In response to “A Little Perspective”
My prior submission begins by explaining that women and LBGTs are not well represented in the US government. That point was to show how ridiculous it is for men to act persecuted in a country where they are certainly well represented and in power. Professor Korski affirms that further by stating that the glass ceiling for females still exists, which statistics bear out and I agree with. Stick ends my submission by explaining how mongers take offense at the questioning of their behavior or logic by accusing the writers of being secretly female or even an NGO. Korski again confirms that behavior by accusing me of being a woman and probably a British woman. Why not an overweight, man-hating British woman? Being a scientist, I would think he was more careful in making incorrect assumptions.
In my 59 years on the planet, Korski is first person to call me sensitive. And I’m pretty sure the first to call me politically correct. My friends would call brutally honest and irreverent.
I don’t find most woman in the US, (where I was born, with testicles, and have nearly always lived), to be cold. That being said, a charge of rape or sexual harassment is taken extremely seriously and while we technically are innocent until proven guilty, the accused is often fried in the court of public opinion before any evidence is presented. When my former company first made all male employees sign a sexual harassment policy “contract” in the 1980’s, I did so under protest, writing on the form that it belittled females to think that they don’t possess the ability to stand up for themselves. And I’m quite sure that university employment is horrible on some individuals due to the university’s push to diversify often taking precedence over academic achievement.
To quote Wikipedia, Hypergamy (colloquially referred to as "marrying up") is the act or practice of marrying a spouse of higher caste or status than oneself.
The term is often used more specifically in reference to a perceived tendency among human cultures for females to seek or be encouraged to pursue male suitors that are higher status than themselves, which often manifests itself as being attracted to men who are comparatively older, wealthier or otherwise more privileged than themselves or their current partners. According to economists, females have evolved a preference for higher status males because they offer their prospective children both better genes and greater resources, e.g. food and security. Men, who invest less in their children, have less reason to prefer mates with high social status. Some have even argued that males "marry-down" to ensure that their mates have a higher incentive to remain faithful.
The word "hypogamy" typically refers to instances of the inverse occurring: marrying a person of lower social class or status.

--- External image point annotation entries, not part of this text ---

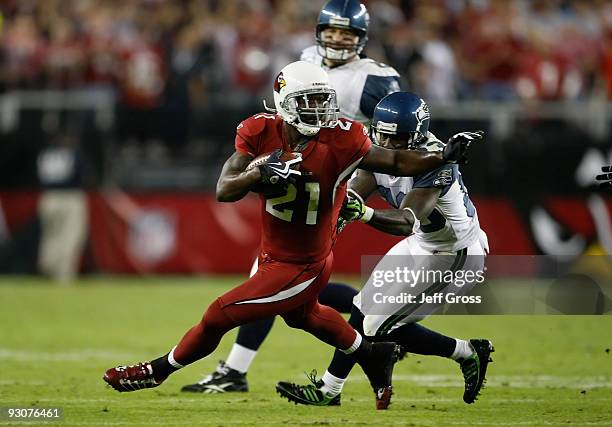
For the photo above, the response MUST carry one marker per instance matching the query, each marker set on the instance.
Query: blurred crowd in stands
(163, 58)
(156, 51)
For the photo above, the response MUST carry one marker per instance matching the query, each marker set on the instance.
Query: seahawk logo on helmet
(280, 82)
(404, 115)
(348, 14)
(304, 98)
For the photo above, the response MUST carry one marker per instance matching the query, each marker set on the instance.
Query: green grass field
(56, 342)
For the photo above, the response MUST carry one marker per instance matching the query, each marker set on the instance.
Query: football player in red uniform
(301, 199)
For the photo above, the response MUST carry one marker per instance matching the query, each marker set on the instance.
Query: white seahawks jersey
(453, 224)
(359, 85)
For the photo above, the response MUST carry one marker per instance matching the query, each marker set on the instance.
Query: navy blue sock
(251, 335)
(338, 296)
(417, 339)
(342, 364)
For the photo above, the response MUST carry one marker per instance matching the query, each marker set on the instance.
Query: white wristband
(368, 214)
(416, 224)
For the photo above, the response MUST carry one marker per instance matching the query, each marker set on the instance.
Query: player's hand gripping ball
(277, 168)
(457, 148)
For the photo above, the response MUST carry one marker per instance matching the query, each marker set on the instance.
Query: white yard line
(510, 381)
(65, 356)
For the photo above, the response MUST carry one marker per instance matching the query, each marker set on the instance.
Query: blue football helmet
(348, 14)
(402, 116)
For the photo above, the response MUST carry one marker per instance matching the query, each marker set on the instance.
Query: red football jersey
(300, 225)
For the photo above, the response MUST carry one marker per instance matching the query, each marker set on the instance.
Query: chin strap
(269, 109)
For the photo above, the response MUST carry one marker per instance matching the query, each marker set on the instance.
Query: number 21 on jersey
(286, 214)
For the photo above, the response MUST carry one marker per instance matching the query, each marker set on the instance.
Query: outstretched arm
(400, 162)
(416, 206)
(412, 162)
(234, 182)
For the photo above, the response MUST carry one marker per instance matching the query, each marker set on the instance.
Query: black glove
(457, 148)
(275, 170)
(605, 179)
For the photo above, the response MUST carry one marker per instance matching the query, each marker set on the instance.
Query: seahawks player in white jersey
(435, 212)
(360, 83)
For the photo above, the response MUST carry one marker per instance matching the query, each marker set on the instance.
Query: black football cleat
(310, 394)
(223, 380)
(132, 378)
(378, 367)
(474, 369)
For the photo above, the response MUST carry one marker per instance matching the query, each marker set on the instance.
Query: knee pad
(294, 321)
(371, 324)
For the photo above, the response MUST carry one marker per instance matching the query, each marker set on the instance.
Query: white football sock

Whether cultural or innate behavior, and I’ll defer to the PhD whom by all I’ve read has an excellent grasp on evolution, we are viewed as “attractive” to younger women in third world countries because we are seen as perhaps their best option to escape their situation. Why in hell would a woman in the US want a man more than 10 or 15 years older than her if she has other options? And why shouldn’t she be attracted to younger mates whose sexual performance is better than a 60 year old man? Try asking out a woman in the US ten years older than you and your luck will change, I promise. And if you’re accused of “leering,” maybe you are? (I have been often and it’s because I was).
As to it being real, it’s easy. Walk down the soi with no money, no ATM card, and vow not to spend one baht. Then tell me how sexy they think your beer gut and old wrinkled ass is.

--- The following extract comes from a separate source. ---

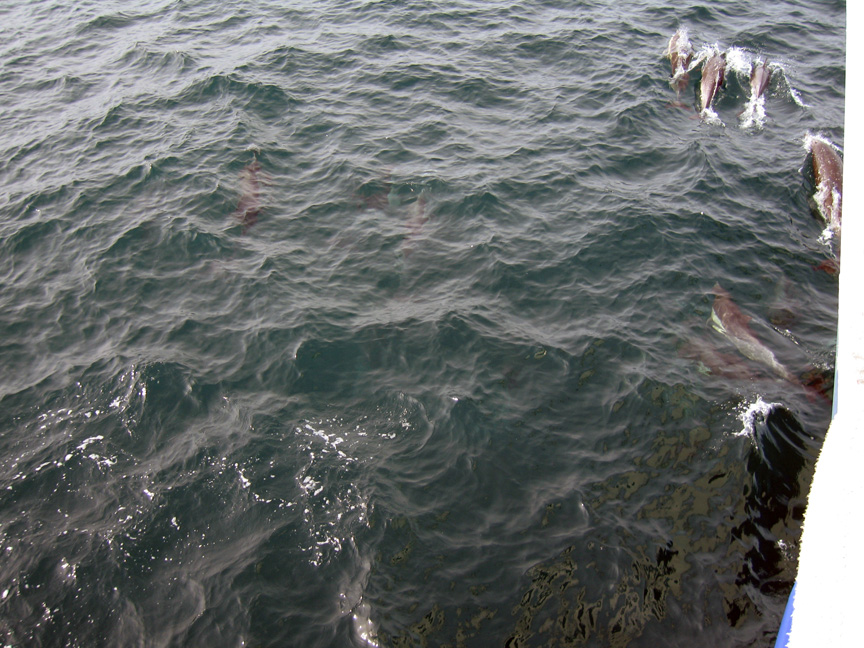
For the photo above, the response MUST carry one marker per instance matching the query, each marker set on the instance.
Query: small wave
(752, 414)
(753, 115)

From all that Korski has written, (and I’ve read and enjoyed them all), I believe that he treats women of all socio economic levels with respect. But I’m not sure why he doesn’t take offense to someone wanting to “slap them silly” because they won’t date a man, back in the US, old enough to be their grandfather. If rejection is the real issue here, I again advise you to respect their right to choose, something not always present in poorer countries.

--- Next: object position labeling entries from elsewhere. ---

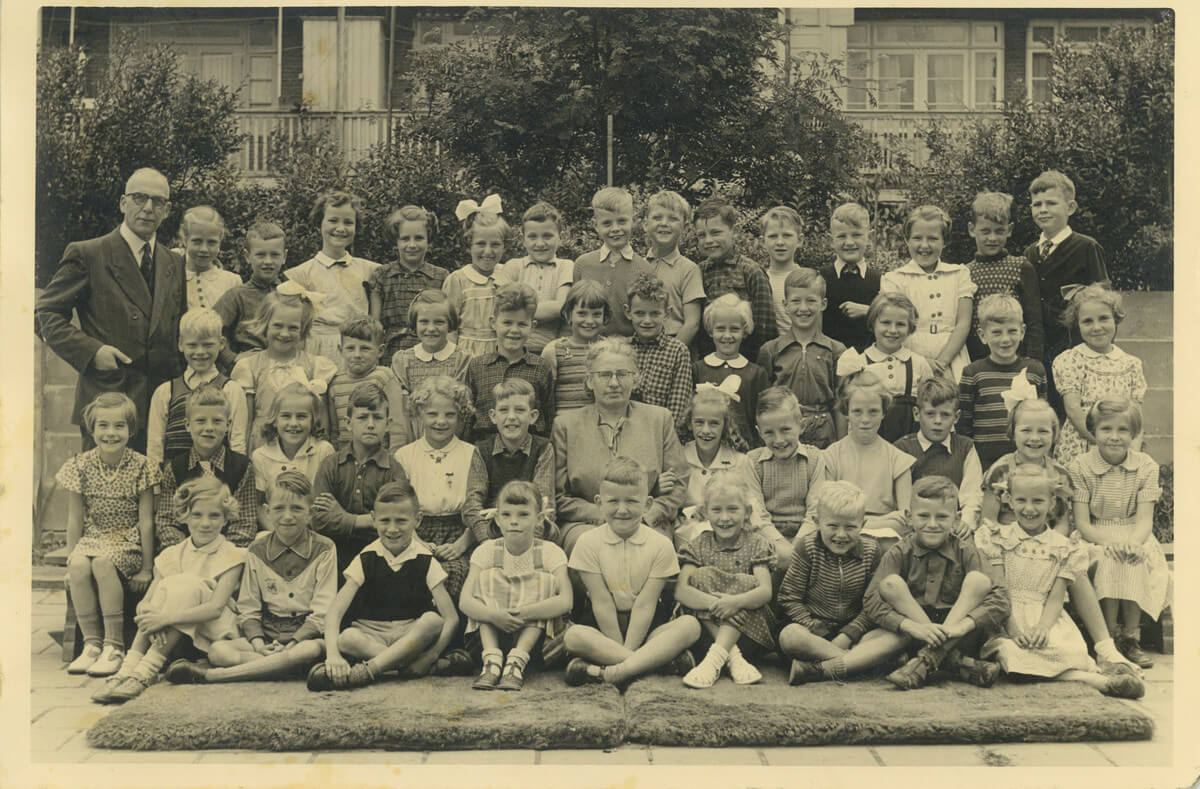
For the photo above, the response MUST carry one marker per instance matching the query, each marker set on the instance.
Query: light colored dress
(185, 577)
(342, 284)
(1114, 494)
(936, 296)
(109, 505)
(1091, 375)
(473, 295)
(1030, 565)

I’ve got female friends in Thailand who are beautiful and desirable (and educated) who want nothing to do with me sexually because I’m the same age as their father. I respect that. If I were to hit on my friends’ daughters in the US I would be viewed as extremely flawed, to say the least. If you’re being told often by women that what you’re saying makes them “uncomfortable,” perhaps it’s time for a good look in the mirror at your own behavior and attitude toward women. I did crazy things in college in the ‘70’s, but it’s time to move off campus.
I’ve visited Thailand since 1974 and I of course love the look and smooth skin of younger women. I don’t care if anyone reading this thinks “I’m cool.” I don’t knock anyone for enjoying the P4P lifestyle, me included. I do have a problem with people who leave their brains at the airport and then are angry and hateful that women with better options in their home country don’t behave like uneducated starving prostitutes.